Edit: As pointed out in the comments my initial claim that it beats the winning solution turned out to be false. The prize was judged on a dataset that was set in a future time as compared to the training set.
If you are familiar with the Netflix prize challenge, you would remember the final solution that got the 1M prize.. It was a mix of solutions from a few winning teams and probably was not the most elegant of solutions.
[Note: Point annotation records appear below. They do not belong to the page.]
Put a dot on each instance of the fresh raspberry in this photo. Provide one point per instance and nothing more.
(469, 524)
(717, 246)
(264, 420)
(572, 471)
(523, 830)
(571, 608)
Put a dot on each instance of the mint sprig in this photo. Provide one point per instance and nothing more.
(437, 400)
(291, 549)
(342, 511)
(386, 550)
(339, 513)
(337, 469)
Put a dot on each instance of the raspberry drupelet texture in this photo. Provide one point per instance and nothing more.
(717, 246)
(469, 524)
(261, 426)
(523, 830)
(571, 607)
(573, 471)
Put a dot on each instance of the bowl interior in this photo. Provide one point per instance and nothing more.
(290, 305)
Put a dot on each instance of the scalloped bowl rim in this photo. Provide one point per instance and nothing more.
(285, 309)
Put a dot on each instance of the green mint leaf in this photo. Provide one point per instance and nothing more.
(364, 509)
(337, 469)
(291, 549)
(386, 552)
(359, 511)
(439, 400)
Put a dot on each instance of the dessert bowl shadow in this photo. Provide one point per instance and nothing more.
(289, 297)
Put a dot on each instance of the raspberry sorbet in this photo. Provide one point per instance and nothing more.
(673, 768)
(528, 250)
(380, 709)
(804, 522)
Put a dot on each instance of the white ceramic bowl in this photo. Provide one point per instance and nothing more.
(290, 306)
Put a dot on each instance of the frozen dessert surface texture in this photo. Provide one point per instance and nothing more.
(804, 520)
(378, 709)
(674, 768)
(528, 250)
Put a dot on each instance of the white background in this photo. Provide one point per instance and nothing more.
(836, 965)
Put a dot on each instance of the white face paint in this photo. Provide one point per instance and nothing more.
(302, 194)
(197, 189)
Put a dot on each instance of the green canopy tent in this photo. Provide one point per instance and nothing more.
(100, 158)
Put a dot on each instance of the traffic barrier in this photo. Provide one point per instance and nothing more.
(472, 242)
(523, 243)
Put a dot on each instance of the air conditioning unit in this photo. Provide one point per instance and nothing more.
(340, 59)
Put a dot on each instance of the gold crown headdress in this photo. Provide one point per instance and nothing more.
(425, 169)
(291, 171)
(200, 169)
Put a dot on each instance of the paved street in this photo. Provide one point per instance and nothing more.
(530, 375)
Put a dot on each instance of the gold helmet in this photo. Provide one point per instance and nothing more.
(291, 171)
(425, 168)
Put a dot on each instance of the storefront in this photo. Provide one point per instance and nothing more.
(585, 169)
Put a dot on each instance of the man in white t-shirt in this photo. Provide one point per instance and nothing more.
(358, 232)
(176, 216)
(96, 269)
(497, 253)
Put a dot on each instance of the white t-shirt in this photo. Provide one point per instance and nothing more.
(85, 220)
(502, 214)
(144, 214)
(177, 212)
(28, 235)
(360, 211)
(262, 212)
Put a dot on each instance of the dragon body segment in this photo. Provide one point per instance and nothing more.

There were some reports that Netflix did not use the final solution.
Here is a much simpler Neural network based solution that beats the top result on a validation set carved from the original dataset. and should not take more than 3 hours to run and few minutes to code.
Code for the model as implemented in Keras
movie_count = 17771
user_count = 2649430
model_left = Sequential()
model_left.add(Embedding(movie_count, 60, input_length=1))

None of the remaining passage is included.